A Retrospective Study of Paediatric Dengue Cases in a Tertiary Care Hospital in Southern India SC01-SC06
Dr. P Menon Veena,
Professor, Department of Clinical Virology, Amrita Institute of Medical Sciences, AIMS Ponekkara, Kochi-682041, Kerala, India.
Introduction: Dengue is an important arthropod-borne viral infection in humans and is the second most important reemerging tropical disease. Children are particularly at risk of developing severe dengue and clinically identifying such cases are often a challenge.
Aim: To characterise the clinical and laboratory risk factors of dengue fever and its severity in children.
Materials and Methods: Retrospective evaluation of demographics, clinical, laboratory findings and outcome of suspected dengue fever in children admitted to the hospital between Jan 2015 - Feb 2017 was performed to identify risk factors of dengue fever and its severity.

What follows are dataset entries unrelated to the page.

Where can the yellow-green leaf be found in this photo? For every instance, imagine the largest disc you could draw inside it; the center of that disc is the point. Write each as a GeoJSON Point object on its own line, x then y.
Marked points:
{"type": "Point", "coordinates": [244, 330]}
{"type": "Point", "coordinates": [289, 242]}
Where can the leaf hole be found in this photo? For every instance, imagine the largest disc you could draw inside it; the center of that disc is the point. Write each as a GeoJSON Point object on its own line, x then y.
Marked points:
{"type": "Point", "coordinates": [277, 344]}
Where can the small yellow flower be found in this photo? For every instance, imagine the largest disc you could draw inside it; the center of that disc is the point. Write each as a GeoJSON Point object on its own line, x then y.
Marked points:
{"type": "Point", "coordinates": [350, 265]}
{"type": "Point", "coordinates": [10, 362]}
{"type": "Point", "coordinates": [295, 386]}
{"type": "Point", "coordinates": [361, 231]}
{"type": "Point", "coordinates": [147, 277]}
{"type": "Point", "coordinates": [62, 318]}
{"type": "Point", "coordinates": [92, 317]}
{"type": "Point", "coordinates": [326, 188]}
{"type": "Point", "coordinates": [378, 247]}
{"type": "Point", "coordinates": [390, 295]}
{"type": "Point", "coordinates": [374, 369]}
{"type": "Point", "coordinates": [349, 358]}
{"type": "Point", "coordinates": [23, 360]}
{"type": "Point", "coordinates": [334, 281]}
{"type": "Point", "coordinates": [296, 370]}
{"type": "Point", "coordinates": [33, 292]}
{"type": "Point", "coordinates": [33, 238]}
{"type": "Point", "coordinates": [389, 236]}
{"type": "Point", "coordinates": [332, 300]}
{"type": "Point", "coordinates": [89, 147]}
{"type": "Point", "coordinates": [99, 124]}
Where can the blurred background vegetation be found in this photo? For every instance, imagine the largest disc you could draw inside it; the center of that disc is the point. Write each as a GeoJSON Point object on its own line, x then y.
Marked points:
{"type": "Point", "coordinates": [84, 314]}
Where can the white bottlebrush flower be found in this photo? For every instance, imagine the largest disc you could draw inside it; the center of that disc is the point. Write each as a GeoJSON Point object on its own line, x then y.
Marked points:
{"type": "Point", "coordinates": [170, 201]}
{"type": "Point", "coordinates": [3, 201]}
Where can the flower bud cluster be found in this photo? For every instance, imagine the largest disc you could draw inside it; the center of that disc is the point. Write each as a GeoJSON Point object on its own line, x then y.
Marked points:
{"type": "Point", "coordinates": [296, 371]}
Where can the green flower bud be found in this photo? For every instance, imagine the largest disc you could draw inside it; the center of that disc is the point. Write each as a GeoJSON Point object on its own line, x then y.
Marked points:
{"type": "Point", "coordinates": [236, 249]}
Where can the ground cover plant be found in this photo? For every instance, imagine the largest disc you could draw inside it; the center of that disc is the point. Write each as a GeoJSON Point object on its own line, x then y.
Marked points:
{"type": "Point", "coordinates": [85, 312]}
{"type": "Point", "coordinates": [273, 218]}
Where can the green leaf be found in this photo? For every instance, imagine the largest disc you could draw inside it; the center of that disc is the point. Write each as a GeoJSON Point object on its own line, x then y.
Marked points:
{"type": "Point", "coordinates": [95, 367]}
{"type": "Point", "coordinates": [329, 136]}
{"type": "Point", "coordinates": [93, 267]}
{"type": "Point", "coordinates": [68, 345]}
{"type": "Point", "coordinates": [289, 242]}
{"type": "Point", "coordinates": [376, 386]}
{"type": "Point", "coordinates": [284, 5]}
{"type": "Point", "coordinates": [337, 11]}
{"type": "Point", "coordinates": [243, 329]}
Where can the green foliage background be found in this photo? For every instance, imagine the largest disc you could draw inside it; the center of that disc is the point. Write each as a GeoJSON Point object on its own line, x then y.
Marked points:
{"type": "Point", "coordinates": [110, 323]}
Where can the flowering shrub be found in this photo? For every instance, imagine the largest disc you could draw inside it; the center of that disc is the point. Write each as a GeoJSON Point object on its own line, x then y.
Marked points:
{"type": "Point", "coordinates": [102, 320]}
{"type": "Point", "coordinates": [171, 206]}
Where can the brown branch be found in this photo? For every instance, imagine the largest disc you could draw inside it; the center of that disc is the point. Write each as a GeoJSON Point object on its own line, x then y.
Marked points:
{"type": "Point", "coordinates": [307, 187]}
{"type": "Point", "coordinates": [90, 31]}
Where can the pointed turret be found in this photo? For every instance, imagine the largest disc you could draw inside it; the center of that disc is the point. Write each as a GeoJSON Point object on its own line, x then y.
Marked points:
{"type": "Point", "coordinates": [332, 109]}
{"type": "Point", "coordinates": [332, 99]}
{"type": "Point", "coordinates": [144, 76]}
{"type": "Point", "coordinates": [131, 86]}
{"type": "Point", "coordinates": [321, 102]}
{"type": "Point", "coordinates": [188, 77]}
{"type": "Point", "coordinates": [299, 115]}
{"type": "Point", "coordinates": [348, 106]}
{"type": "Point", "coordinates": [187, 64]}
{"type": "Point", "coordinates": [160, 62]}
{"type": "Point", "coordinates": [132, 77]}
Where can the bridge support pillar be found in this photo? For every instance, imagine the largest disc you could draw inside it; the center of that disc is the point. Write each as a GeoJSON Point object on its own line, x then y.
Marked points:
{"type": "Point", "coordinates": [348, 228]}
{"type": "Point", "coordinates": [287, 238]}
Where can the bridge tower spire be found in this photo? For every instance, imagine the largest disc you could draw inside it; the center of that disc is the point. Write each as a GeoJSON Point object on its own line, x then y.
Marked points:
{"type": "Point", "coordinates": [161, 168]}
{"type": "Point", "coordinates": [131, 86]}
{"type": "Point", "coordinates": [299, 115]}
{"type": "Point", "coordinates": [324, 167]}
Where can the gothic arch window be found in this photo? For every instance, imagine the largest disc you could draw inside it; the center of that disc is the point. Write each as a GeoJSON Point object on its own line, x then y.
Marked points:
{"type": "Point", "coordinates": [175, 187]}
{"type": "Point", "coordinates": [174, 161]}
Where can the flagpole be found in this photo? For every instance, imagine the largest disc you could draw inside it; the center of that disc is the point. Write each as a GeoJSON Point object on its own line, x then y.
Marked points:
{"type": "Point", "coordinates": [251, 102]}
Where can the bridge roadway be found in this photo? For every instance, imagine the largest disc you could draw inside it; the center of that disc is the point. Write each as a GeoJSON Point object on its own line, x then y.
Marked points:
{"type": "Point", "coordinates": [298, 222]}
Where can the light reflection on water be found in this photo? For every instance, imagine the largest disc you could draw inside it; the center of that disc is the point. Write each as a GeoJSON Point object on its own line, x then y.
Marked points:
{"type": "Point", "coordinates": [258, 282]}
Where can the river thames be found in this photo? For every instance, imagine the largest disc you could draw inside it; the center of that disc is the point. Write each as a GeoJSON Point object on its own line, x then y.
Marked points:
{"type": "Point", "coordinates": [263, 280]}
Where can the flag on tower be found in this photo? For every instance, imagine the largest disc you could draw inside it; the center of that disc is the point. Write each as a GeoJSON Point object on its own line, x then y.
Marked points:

Results: During the study period, a total of 211 children were clinically suspected on the admission as dengue fever, 34 of these were serologically confirmed dengue positive. A 74% (27/34) of these were primary dengue infections. The mean age of the dengue cohort was 7.6 years (±s.d. 4.8) with 59% (20/34) being boys. Based on 2009 WHO clinical criteria, 16 were identified as Dengue with warning Signs (DS), 7 as Dengue Without warning Signs (DWS) while 11 were identified as Severe Dengue (SD). Some of the frequently observed clinical features were fever (31/34), headache (5/34), thrombocytopenia (9/34), leukopenia (4/34) and rash (5/34). The mean WBC in children with severe dengue was 7.9 % (s.d.±5.0) with elevated monocytes 12.2 % (s.d.±3.5) compared to 11.3% (s.d.±5.8) and 6.6% (s.d.±2.0) in children with DS and DWS respectively. Transaminitis was more frequently observed in severe dengue.
Conclusion: Clinical and laboratory parameters of acute febrile illness in children can act as early prognosticators of dengue fever and its severity.